On a hot summer day, the sunlight streaming through your windows channels radiant heat into your home, forcing your AC to work a little harder. On cold winter days, heat can escape through your windows and especially through the cracks around them which, again, forces your HVAC to work overtime. But you can take actions against these energy bandits by putting these tips into action:

Table of Contents

Apply Heat-Absorbing Tints

Installing new windows is a moderately expensive project. You may have your eye on new energy efficient windows, but if budget is a priority, consider applying a spectrally-selective coating or low-emissive film first. These are designed to reflect certain wavelengths while allowing others to pass through, so your windows will transfer less heat but without blocking the light from your home. You can also try a reflective coating, although it won’t allow as much light as the spectrally-selective option.

While these treatments are most easily applied during the manufacturing process, they are available for you to install them yourself on your windows.

Install New Windows


If you’re ready to install new windows, make sure you’re looking for the right product. Search for the Energy Star label as you shop, and choose energy efficient windows with low-emissive coating or double glass panes. Check out the solar heat gain coefficient (SHGC)—the lower the number, the more effective your new windows will be in a warm climate. Make sure to get the right product for your climate, since certain types of windows are more effective than others in different conditions. The right windows could save you up to 15 percent on your energy bill.

You can also consider mounting low-emissivity (low-e) storm windows as exterior attachments rather than replacing your old ones.

Get Solar Window Screens

Mesh windows screens can diffuse solar heat while maintaining outward visibility so you don’t lose your view. The screens will also reduce glare and protect your privacy. Keep in mind that they are most effective on east- and west-facing windows.

Window awning

Put up an Awning

While low-emissive films and reflective coatings are pretty appealing, sometimes the simplest solution is the best. To keep your home cool in the summer, install an opaque and weather-resistant awning. Awnings that cover south-facing windows can reduce summer heat gain by up to 65 percent, and 77 percent when it comes to west-facing windows. Make sure your awnings have eyelets or some other type of opening to vent hot air.

Use Window Coverings Wisely

Another simple and cost-effective solution is to put up interior or exterior blinds and drapes.

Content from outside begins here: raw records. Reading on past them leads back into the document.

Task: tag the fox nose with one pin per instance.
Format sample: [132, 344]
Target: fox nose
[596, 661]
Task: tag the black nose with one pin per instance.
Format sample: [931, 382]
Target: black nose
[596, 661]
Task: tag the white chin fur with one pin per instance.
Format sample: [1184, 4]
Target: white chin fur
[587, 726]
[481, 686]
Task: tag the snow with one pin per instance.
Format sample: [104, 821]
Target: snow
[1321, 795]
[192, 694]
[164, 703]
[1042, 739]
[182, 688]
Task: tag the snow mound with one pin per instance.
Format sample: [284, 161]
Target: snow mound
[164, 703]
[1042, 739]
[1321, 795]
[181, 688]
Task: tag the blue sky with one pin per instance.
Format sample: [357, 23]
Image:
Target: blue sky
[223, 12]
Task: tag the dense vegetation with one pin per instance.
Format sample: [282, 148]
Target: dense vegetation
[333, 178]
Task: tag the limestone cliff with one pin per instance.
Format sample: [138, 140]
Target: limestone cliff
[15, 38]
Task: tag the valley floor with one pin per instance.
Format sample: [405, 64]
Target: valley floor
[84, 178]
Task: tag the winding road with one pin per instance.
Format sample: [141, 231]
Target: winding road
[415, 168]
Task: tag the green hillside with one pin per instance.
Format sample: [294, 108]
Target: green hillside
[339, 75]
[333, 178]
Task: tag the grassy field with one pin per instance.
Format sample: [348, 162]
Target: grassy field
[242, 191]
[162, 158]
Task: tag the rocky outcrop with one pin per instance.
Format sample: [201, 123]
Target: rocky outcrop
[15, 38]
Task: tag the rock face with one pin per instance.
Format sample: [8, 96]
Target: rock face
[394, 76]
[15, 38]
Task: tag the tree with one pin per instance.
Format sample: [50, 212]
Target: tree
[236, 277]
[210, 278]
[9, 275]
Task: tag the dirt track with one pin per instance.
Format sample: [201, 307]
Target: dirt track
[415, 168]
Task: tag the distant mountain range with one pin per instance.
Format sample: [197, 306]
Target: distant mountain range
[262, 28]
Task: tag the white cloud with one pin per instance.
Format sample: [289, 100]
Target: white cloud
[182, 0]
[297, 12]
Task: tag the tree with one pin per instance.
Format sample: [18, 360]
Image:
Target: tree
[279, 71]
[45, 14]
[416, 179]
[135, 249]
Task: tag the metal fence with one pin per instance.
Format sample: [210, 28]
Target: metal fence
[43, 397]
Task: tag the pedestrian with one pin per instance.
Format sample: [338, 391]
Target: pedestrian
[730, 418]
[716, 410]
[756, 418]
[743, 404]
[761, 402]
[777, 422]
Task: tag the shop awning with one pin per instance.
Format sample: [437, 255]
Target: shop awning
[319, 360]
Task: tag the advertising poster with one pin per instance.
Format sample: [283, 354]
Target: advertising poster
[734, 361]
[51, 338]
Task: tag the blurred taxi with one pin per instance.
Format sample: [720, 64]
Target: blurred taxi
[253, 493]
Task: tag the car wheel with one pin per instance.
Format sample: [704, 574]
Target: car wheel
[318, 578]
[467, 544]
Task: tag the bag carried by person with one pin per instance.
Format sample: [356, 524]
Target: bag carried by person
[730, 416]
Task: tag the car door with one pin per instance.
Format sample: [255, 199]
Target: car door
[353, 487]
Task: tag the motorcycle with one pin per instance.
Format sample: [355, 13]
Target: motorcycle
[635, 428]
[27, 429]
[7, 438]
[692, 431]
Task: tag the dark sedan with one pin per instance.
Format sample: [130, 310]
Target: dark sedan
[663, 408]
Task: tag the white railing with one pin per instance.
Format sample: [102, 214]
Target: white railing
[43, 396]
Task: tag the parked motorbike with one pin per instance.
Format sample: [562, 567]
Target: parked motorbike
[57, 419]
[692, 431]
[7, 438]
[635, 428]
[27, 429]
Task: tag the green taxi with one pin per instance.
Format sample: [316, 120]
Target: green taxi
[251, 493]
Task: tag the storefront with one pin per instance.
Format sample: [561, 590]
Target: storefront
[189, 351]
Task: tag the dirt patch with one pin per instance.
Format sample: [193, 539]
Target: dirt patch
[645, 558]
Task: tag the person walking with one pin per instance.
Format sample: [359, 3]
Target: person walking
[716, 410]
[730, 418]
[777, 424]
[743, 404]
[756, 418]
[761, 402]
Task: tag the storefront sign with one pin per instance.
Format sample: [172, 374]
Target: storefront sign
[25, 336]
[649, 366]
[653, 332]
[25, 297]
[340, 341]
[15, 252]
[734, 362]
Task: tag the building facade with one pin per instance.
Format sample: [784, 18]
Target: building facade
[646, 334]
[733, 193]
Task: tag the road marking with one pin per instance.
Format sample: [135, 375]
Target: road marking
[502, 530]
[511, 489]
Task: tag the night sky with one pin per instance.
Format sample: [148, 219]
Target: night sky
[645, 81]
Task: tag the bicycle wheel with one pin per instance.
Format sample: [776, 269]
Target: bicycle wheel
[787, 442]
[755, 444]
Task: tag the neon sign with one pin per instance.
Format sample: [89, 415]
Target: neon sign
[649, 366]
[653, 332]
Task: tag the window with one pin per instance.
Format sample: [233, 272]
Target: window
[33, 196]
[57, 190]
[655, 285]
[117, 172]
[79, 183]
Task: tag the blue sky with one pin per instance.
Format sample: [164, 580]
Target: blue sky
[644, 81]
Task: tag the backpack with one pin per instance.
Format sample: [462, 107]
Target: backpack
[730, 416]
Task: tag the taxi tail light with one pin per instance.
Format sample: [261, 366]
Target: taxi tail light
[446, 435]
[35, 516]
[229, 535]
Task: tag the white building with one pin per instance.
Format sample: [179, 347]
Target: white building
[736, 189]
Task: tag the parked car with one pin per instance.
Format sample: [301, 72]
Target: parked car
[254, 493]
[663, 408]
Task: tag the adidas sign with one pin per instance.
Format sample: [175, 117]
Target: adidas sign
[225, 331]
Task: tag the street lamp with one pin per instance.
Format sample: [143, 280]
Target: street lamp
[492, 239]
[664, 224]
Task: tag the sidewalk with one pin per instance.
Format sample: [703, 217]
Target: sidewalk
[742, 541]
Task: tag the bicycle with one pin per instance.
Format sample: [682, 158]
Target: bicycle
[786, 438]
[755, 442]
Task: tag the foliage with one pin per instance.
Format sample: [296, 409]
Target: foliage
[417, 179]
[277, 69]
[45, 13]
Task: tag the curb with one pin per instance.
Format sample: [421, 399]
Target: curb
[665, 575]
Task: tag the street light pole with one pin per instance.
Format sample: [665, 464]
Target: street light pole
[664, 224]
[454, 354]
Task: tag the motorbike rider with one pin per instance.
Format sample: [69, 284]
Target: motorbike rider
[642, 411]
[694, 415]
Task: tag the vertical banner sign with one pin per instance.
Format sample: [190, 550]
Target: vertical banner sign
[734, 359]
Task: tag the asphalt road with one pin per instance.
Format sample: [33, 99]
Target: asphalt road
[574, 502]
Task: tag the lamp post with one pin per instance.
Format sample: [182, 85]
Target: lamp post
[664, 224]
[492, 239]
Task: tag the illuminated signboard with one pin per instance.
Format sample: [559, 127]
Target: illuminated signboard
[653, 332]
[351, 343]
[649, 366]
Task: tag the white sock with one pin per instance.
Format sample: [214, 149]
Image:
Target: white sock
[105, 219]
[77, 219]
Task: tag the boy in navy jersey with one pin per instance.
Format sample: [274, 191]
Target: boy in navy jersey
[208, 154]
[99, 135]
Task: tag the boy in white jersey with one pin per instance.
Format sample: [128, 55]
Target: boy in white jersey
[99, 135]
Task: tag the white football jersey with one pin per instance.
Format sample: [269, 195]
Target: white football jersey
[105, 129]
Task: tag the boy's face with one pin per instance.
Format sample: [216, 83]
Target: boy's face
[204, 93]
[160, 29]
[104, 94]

Cover windows receiving direct sunlight during both the summer and winter to prevent heat transfer. During the winter, you should also close them at night to keep your cozy interior heat from escaping into the cold winter air.

Close up Leaks

Check your windows for air leaks by holding an incense stick near each one on a windy day. If the smoke blows sideways, time to get out the caulk. Replace the weatherstripping, caulk small holes, and use foam sealant to close bigger gaps and cracks.